Dissecting Google's Billion Word Language Model Part 2: Convolutional Filters

Last week I showed some visualizations of character embeddings in Google’s recently released neural language model. This post will be about the next stage in the pipeline - convolutional filters.

I put together some (ugly) visualizations of convolutional filters here (use the links at the top to see filters of other widths).

If you don’t know what you’re looking at, this article has a pretty lucid explanation of convolutional nets and their application to natural language processing. If you want to know more about the overall architecture of the lm_1b model, my previous post has a brief overview and links to the relevant papers.

Observations

Overall, the filters are surprisingly (and disappointingly) hard to interpret. When I was playing with character-level RBMs, I made a similar visualization of feature detectors for an RBM model trained on GitHub repository names: the Hidden Unit Zoo. Among those feature detectors, there were a lot of pleasantly interpretable ones (there are links to a few dozen of them at the top of the Zoo).

One reason the weights alone are less interpretable in this case is that there’s a lot more noise. lm_1b is not a generative model over characters, so there’s no downward pressure on implausible weights. For example, the model is not penalized for having filters with high weights on the ‘end of word’ character at position 0. It will never see an input string having that character at the first position, so its weight doesn’t matter (but may still be driven up because of the proximity of its character embedding to other characters). In fact, this kind of thing happens a lot (but I’ve ommitted from the visualizations weights on characters in positions in which they logically can’t appear).

This filter matches words like "overwhelming", "when", "whole", and "world". But you probably wouldn't know that from looking at the weights ("wFQl"?).

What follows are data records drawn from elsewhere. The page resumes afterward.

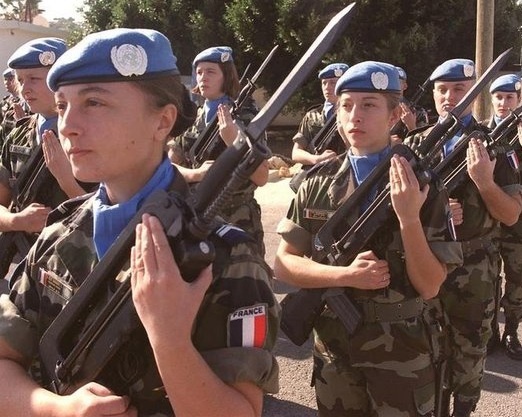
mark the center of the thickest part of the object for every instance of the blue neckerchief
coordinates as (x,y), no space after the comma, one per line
(450,144)
(44,124)
(362,166)
(210,107)
(110,220)
(328,109)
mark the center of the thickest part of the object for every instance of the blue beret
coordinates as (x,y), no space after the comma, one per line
(454,70)
(214,54)
(369,76)
(37,53)
(332,71)
(509,83)
(402,74)
(114,55)
(8,73)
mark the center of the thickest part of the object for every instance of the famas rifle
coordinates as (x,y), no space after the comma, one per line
(99,327)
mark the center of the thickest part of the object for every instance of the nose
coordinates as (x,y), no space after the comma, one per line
(68,123)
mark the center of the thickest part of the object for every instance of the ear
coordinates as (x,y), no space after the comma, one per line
(395,116)
(166,118)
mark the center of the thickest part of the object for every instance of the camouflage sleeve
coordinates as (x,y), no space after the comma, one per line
(19,312)
(440,232)
(237,325)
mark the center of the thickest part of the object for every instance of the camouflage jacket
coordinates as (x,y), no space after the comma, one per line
(477,220)
(316,200)
(310,126)
(238,305)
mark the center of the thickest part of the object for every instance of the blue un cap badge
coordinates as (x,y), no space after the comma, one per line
(129,59)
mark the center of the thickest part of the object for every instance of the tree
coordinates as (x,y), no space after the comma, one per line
(415,34)
(22,10)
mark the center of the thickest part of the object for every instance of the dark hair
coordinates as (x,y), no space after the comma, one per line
(231,85)
(169,90)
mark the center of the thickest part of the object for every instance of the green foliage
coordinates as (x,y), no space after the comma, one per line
(414,34)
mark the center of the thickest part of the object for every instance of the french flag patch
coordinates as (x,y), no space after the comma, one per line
(247,326)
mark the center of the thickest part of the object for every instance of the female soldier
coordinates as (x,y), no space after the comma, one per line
(384,368)
(505,97)
(118,93)
(218,83)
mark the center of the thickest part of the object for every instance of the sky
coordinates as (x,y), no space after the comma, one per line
(55,9)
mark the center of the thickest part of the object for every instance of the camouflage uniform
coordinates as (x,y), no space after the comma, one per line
(468,294)
(386,367)
(53,271)
(8,116)
(243,210)
(312,122)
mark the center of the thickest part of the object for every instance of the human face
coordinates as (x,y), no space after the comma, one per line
(210,79)
(503,102)
(365,121)
(447,94)
(328,88)
(34,90)
(111,134)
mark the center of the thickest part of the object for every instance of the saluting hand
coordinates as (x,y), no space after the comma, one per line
(228,130)
(480,166)
(406,196)
(166,305)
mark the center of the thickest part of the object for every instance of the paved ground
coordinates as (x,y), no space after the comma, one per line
(502,389)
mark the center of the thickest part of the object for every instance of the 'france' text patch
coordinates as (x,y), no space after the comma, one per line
(247,326)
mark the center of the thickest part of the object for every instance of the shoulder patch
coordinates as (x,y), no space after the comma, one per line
(247,326)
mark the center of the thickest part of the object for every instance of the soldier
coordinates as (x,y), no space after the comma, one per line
(119,93)
(492,196)
(505,97)
(32,134)
(385,368)
(217,82)
(12,107)
(316,117)
(412,115)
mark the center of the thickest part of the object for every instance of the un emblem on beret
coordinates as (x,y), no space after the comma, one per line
(129,59)
(379,80)
(468,70)
(47,58)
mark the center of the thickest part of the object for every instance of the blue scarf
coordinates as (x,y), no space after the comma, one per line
(110,220)
(44,124)
(210,107)
(450,144)
(328,109)
(363,166)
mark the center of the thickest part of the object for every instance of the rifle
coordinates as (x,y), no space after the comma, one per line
(206,145)
(26,186)
(398,127)
(100,323)
(336,243)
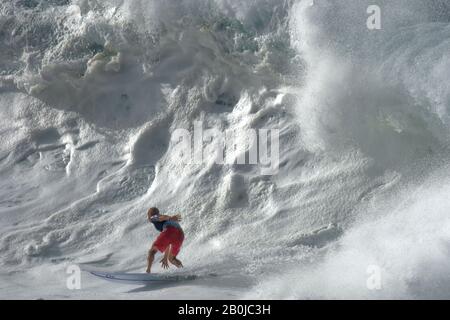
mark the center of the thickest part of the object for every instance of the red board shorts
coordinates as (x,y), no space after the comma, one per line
(170,236)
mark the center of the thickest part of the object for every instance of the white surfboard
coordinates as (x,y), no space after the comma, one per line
(141,278)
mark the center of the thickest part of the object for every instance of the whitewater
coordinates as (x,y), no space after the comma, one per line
(91,93)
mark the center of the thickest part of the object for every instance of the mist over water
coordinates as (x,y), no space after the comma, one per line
(91,92)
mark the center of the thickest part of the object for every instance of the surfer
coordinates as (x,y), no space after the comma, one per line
(169,240)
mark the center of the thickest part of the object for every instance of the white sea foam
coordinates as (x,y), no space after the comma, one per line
(92,91)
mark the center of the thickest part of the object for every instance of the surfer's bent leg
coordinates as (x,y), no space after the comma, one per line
(150,258)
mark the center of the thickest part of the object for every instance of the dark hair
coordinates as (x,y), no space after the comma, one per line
(152,211)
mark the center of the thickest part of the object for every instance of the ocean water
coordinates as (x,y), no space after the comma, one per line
(91,93)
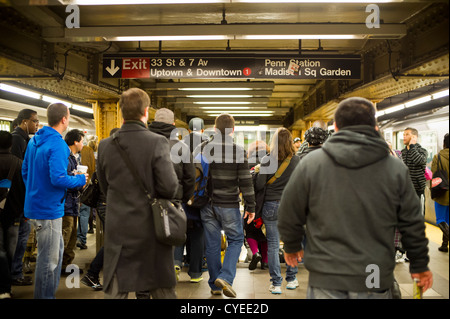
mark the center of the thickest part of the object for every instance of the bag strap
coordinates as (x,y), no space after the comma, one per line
(280,170)
(130,165)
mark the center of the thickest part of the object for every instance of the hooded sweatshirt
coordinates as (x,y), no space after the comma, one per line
(44,172)
(352,195)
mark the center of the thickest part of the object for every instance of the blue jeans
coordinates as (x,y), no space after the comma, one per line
(270,218)
(320,293)
(83,225)
(215,219)
(49,259)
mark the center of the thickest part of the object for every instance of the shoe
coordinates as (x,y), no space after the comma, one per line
(227,289)
(91,281)
(255,260)
(292,284)
(276,290)
(24,281)
(196,280)
(5,295)
(177,271)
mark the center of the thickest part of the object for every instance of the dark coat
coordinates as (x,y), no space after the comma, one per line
(131,249)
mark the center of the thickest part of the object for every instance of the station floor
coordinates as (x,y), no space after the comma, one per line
(254,284)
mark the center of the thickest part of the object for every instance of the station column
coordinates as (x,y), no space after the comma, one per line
(107,116)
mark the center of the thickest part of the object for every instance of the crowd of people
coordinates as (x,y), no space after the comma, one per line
(337,202)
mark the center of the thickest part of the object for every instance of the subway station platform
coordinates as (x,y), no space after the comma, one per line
(253,285)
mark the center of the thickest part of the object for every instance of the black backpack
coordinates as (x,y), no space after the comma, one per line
(439,183)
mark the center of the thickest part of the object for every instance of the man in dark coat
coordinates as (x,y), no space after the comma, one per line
(134,260)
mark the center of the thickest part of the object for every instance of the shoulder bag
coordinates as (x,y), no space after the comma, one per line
(169,217)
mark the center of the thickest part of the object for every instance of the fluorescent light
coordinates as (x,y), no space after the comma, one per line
(318,1)
(16,90)
(214,102)
(170,38)
(219,96)
(440,94)
(394,109)
(244,112)
(241,115)
(418,101)
(82,108)
(130,2)
(299,36)
(215,89)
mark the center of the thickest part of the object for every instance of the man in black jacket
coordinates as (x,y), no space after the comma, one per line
(351,195)
(229,176)
(11,212)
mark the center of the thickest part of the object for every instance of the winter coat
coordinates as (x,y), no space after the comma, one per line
(13,209)
(44,172)
(130,246)
(416,160)
(352,195)
(182,161)
(443,200)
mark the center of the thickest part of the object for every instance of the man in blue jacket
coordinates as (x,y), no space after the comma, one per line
(45,175)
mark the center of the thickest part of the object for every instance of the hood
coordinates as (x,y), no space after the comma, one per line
(444,153)
(161,128)
(356,146)
(43,135)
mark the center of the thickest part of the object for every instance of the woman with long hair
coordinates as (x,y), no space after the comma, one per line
(274,178)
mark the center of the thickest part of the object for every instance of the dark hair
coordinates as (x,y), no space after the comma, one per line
(223,122)
(73,136)
(355,111)
(282,143)
(133,102)
(24,114)
(413,131)
(5,140)
(56,112)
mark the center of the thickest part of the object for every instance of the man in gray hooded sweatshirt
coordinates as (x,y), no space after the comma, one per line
(351,195)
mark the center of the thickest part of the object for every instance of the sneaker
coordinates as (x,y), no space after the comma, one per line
(276,290)
(196,280)
(227,289)
(292,284)
(177,271)
(92,282)
(255,260)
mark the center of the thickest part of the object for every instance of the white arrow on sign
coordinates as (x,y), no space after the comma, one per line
(113,68)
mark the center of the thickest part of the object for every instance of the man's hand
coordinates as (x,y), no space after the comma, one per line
(425,279)
(251,217)
(292,259)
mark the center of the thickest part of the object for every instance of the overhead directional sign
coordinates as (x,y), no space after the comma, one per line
(271,67)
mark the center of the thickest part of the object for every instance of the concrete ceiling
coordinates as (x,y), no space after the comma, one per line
(294,101)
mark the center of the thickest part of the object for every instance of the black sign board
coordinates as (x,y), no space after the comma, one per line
(255,67)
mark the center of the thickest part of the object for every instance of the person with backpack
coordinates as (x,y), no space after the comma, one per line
(229,176)
(282,151)
(441,204)
(12,197)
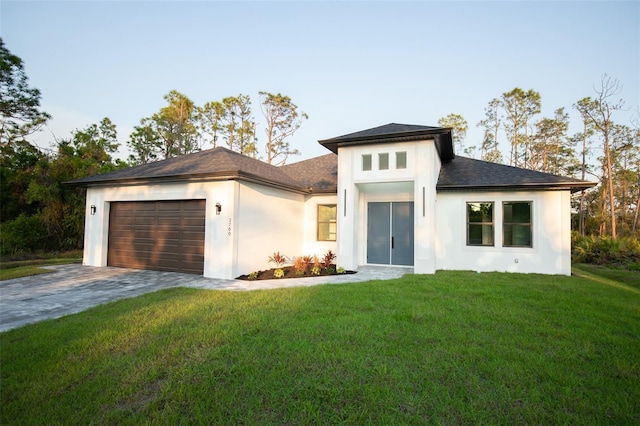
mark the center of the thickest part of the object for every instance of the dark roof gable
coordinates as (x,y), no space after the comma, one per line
(319,174)
(212,164)
(394,132)
(475,175)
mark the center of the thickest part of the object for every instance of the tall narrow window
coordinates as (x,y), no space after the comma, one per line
(480,224)
(516,224)
(401,160)
(383,161)
(327,222)
(366,162)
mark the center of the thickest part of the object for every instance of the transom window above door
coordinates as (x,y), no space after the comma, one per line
(384,161)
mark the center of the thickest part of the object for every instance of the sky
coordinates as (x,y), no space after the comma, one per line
(349,65)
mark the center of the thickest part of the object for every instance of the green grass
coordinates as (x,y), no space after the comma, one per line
(453,348)
(10,269)
(622,275)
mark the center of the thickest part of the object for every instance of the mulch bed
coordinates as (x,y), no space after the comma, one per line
(290,272)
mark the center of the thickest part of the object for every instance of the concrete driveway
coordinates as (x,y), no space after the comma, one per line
(74,288)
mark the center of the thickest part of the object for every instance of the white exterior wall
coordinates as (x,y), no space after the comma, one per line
(311,244)
(269,220)
(414,183)
(551,234)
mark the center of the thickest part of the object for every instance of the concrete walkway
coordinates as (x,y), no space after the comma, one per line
(74,288)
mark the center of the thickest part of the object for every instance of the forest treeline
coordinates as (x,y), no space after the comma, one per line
(39,213)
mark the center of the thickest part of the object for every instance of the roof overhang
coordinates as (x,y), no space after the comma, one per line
(204,177)
(442,136)
(564,186)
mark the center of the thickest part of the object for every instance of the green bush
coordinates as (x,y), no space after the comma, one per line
(25,234)
(605,250)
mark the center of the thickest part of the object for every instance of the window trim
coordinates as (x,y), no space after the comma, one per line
(492,223)
(369,157)
(528,224)
(398,155)
(334,221)
(382,155)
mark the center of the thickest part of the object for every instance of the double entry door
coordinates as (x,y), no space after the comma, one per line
(390,233)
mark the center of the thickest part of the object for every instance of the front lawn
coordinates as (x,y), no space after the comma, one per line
(453,348)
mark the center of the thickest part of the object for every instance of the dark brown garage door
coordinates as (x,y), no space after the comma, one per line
(157,235)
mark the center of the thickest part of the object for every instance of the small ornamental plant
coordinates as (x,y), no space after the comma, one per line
(300,266)
(308,260)
(278,259)
(328,259)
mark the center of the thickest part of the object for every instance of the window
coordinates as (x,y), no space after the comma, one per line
(327,222)
(480,224)
(383,161)
(366,162)
(401,160)
(516,224)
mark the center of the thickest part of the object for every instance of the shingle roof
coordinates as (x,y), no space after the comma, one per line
(213,164)
(318,174)
(387,129)
(468,174)
(394,132)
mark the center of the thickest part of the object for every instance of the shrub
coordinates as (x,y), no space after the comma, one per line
(299,265)
(328,258)
(605,250)
(25,234)
(278,259)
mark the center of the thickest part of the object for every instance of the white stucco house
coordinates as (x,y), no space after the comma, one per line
(391,195)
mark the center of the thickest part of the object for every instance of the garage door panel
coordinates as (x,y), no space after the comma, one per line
(158,235)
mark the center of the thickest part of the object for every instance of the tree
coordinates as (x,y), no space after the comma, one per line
(168,133)
(459,126)
(519,107)
(585,139)
(489,150)
(238,125)
(282,121)
(599,113)
(551,151)
(145,145)
(20,113)
(61,207)
(210,119)
(18,160)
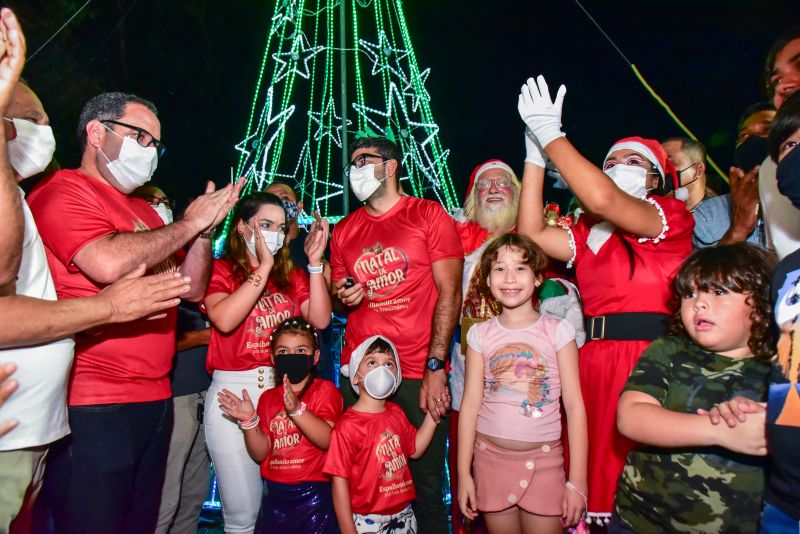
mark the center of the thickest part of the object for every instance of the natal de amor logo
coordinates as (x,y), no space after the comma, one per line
(380,270)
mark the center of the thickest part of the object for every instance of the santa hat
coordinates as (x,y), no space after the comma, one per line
(655,154)
(349,369)
(483,167)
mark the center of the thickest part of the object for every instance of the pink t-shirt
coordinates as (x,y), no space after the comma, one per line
(522,385)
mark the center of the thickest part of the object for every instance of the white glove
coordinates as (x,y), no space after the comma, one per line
(533,151)
(539,112)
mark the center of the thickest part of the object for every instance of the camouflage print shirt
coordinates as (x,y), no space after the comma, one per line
(698,489)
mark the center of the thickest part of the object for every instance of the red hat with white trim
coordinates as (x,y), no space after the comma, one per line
(651,150)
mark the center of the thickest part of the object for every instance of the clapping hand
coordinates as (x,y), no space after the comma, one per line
(240,409)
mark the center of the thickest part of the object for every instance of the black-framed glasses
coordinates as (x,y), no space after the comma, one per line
(143,137)
(361,160)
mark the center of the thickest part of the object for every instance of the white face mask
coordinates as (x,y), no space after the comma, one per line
(363,181)
(134,166)
(31,151)
(629,178)
(273,240)
(380,382)
(164,212)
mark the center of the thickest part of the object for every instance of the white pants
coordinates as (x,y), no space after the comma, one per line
(238,476)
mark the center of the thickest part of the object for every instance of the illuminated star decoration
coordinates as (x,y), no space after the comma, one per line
(255,141)
(420,164)
(284,13)
(329,124)
(381,53)
(298,55)
(415,88)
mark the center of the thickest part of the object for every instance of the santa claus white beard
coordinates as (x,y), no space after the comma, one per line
(497,219)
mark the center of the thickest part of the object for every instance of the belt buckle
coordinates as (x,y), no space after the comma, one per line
(602,335)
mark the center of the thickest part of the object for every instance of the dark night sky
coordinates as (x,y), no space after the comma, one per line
(198,60)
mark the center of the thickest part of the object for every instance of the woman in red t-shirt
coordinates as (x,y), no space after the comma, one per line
(254,288)
(289,435)
(626,246)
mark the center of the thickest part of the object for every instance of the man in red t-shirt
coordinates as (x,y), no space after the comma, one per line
(120,411)
(405,260)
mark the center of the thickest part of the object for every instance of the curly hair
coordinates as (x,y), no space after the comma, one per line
(532,255)
(297,326)
(236,250)
(740,268)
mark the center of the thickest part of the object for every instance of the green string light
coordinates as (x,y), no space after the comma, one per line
(294,132)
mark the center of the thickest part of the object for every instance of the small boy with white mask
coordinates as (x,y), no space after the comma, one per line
(371,445)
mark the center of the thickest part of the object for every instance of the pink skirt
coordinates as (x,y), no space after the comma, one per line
(533,480)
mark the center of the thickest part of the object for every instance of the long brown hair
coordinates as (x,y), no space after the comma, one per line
(236,249)
(741,268)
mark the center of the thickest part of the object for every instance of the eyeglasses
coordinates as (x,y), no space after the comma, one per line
(486,183)
(143,137)
(361,160)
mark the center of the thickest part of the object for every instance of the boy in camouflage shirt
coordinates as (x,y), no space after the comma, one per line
(692,489)
(690,475)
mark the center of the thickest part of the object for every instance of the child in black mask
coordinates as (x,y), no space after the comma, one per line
(289,435)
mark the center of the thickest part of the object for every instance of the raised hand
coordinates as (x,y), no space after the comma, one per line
(133,296)
(12,55)
(230,202)
(240,409)
(541,114)
(290,400)
(209,209)
(316,240)
(744,202)
(349,296)
(265,258)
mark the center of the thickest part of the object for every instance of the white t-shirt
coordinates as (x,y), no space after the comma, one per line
(40,402)
(781,218)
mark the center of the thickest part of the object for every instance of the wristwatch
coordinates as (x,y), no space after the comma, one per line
(434,363)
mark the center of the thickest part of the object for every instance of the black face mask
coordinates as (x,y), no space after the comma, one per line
(295,366)
(789,176)
(750,153)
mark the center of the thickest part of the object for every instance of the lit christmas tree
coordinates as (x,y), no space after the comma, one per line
(333,70)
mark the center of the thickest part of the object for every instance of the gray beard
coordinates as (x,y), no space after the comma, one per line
(497,221)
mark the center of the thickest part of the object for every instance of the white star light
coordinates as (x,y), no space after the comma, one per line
(296,56)
(382,53)
(415,88)
(265,123)
(328,123)
(284,14)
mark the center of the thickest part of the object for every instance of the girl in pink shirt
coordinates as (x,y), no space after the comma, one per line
(519,366)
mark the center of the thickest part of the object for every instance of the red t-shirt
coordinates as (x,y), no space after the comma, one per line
(247,347)
(371,451)
(118,363)
(391,256)
(294,459)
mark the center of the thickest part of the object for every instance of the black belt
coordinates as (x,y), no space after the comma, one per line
(626,326)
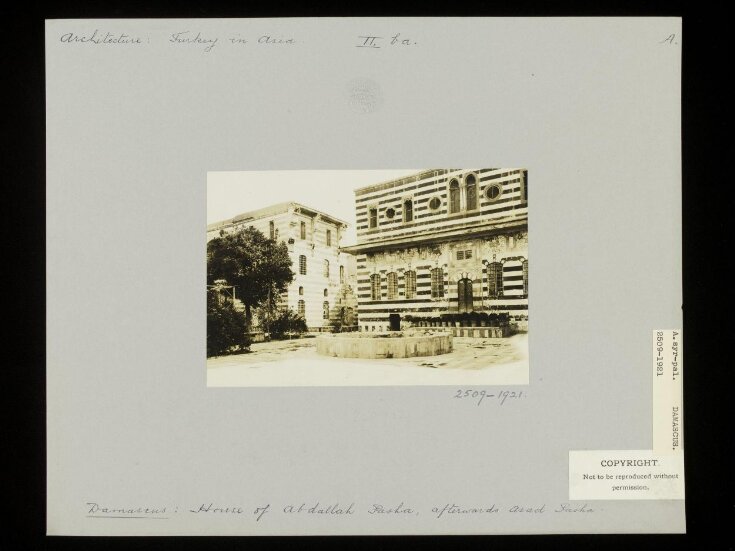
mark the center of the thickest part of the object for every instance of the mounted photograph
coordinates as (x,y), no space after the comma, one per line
(367,277)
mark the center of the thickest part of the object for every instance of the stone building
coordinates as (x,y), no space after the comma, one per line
(324,275)
(441,242)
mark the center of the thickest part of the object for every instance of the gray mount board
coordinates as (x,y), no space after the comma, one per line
(137,118)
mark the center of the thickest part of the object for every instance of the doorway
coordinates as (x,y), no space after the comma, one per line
(395,322)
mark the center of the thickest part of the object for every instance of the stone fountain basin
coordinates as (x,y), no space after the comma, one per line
(388,344)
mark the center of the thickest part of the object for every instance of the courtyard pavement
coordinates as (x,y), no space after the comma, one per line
(296,363)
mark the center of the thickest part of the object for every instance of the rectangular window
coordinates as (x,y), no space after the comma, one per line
(410,279)
(373,218)
(392,278)
(408,210)
(375,287)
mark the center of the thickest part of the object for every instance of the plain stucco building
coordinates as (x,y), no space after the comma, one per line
(324,276)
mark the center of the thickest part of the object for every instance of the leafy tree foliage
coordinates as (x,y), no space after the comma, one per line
(227,329)
(258,267)
(284,322)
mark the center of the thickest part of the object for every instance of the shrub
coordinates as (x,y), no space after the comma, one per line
(285,322)
(227,329)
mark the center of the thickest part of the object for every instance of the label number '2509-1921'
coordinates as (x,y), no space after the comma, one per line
(480,395)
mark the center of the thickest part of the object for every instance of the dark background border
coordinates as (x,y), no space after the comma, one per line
(707,151)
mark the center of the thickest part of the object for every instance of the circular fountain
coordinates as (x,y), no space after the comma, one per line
(388,344)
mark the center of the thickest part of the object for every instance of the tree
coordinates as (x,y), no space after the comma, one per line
(226,327)
(285,322)
(258,267)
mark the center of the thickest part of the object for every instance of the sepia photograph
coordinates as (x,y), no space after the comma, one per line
(404,277)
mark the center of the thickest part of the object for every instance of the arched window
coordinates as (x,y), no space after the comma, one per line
(465,298)
(437,283)
(375,287)
(471,191)
(495,280)
(408,210)
(392,278)
(493,192)
(453,196)
(410,279)
(373,218)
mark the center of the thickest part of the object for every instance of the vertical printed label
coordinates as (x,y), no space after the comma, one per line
(667,391)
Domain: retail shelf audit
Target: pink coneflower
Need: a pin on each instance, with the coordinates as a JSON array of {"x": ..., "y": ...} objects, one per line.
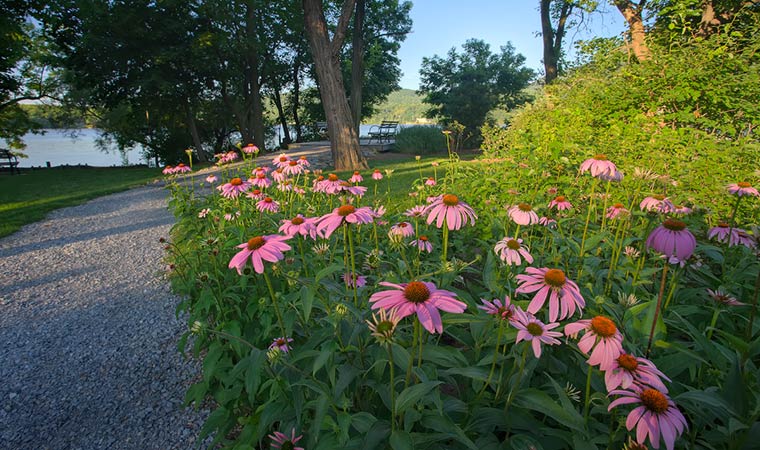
[
  {"x": 548, "y": 222},
  {"x": 743, "y": 188},
  {"x": 181, "y": 168},
  {"x": 416, "y": 211},
  {"x": 260, "y": 249},
  {"x": 511, "y": 250},
  {"x": 448, "y": 208},
  {"x": 560, "y": 203},
  {"x": 278, "y": 175},
  {"x": 250, "y": 149},
  {"x": 657, "y": 416},
  {"x": 358, "y": 191},
  {"x": 598, "y": 165},
  {"x": 234, "y": 188},
  {"x": 672, "y": 239},
  {"x": 533, "y": 330},
  {"x": 627, "y": 369},
  {"x": 602, "y": 335},
  {"x": 505, "y": 310},
  {"x": 422, "y": 243},
  {"x": 523, "y": 214},
  {"x": 268, "y": 204},
  {"x": 292, "y": 168},
  {"x": 261, "y": 180},
  {"x": 358, "y": 280},
  {"x": 563, "y": 294},
  {"x": 722, "y": 298},
  {"x": 403, "y": 229},
  {"x": 617, "y": 210},
  {"x": 283, "y": 442},
  {"x": 328, "y": 223},
  {"x": 657, "y": 203},
  {"x": 255, "y": 194},
  {"x": 281, "y": 160},
  {"x": 281, "y": 343},
  {"x": 299, "y": 225},
  {"x": 356, "y": 178},
  {"x": 418, "y": 297}
]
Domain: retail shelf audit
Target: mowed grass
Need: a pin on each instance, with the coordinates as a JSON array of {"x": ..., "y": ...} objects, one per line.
[{"x": 30, "y": 196}]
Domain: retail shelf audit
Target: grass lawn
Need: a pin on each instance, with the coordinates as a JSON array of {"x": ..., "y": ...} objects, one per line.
[{"x": 30, "y": 196}]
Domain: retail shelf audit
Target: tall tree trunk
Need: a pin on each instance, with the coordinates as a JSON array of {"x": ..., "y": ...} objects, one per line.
[
  {"x": 344, "y": 142},
  {"x": 281, "y": 113},
  {"x": 193, "y": 128},
  {"x": 357, "y": 66},
  {"x": 296, "y": 99},
  {"x": 633, "y": 13}
]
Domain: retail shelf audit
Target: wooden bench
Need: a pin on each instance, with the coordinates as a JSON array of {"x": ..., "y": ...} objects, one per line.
[
  {"x": 321, "y": 128},
  {"x": 384, "y": 132},
  {"x": 8, "y": 159}
]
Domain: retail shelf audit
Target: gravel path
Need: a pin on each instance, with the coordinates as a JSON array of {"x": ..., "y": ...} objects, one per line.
[{"x": 88, "y": 333}]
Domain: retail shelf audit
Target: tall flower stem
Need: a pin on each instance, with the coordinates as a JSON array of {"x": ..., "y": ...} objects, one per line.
[
  {"x": 587, "y": 400},
  {"x": 585, "y": 229},
  {"x": 276, "y": 306},
  {"x": 392, "y": 386},
  {"x": 754, "y": 307},
  {"x": 657, "y": 308}
]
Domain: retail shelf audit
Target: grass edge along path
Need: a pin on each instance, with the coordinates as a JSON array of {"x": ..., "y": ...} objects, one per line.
[{"x": 30, "y": 196}]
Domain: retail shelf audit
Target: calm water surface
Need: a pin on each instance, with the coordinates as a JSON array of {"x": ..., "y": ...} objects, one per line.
[{"x": 59, "y": 148}]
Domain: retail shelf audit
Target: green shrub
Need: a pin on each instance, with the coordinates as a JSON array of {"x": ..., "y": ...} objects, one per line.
[{"x": 421, "y": 139}]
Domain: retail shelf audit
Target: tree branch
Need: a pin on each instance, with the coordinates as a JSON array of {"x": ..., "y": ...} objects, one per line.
[{"x": 340, "y": 32}]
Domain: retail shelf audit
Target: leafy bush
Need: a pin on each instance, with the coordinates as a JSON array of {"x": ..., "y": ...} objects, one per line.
[{"x": 420, "y": 140}]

But even ignoring the weights and just looking at the top words per filter, there’s usually not much cohesion. And I’m honestly not sure why. Whatever the model is doing, it inarguably works, it’s just disappointing that it eludes tidy description.

A few good filters

Here are a few filters that struck me as at least a little interpretable or interesting:

1-17 seems to be dead. It has no weights with magnitude above the bias of -0.08. Curious! (1-5 also looks dead, but is actually just highly selective. It has a weight of 0.1 on the byte with decimal value 230, but I excluded most non-ASCII bytes from the tables for readability.)
1-29: ‘k’ detector. Many of the width-1 filters only activate for one or two characters.
3-54 has a high affinity for years
4-107 gives high scores to ^\d\d-, in words like “25-year-old”, or “30-year”.
5-5: first halves of hyphenated words. (Note the size of the weight on the hyphen in the last position relative to all the other weights.)
5-30: proper nouns. Very high weights on capital letters in position 1, but not in the other positions. (Also, the most significant negative weights are on lowercase letters in position 1).
5-47: sports scores?

Most filters seem to be non-zero for around 10-20% of words. Generally the most interesting filters tend to be on the lower end of that (i.e. more selective). Also, lower width filters tend to be more selective (width 1 filters fall around 0-10%).

Nitty gritty details

The lm_1b model uses a total of 4096 convolutional filters. The distribution of filter widths is:

1: 16
2: 32
3: 64
4: 128
5: 256
6: 512
7: 2048

I just showed up to the first 128 filters for each filter width.

Following the example of (Kim 2015) the lm_1b model does max pooling over the entire extent of the string. This was a little surprising to me - essentially, the layer upstream from the filters only sees an unordered bag of character n-grams!

Whereas (Kim 2015) used tanh, lm_1b uses the relu activation function for its convolutional units.

You may have noticed that the visualizations show weights per character, whereas I said previously that the convolutional filters see character embeddings, not the raw characters themselves. Since the character embeddings are just a linear transformation over the input characters, it’s possible to multiply the character embeddings and the convolutional weights to get the equivalent weights over characters. (e.g. if ‘x’ has 2-d character embedding (1, -1), and a filter has weights (1, .5) over the character embedding dimensions, this is equivalent to the filter having a weight of 1*1 + -1*.5 = .5 on character ‘x’).

Tagged: Machine Learning, Data Visualization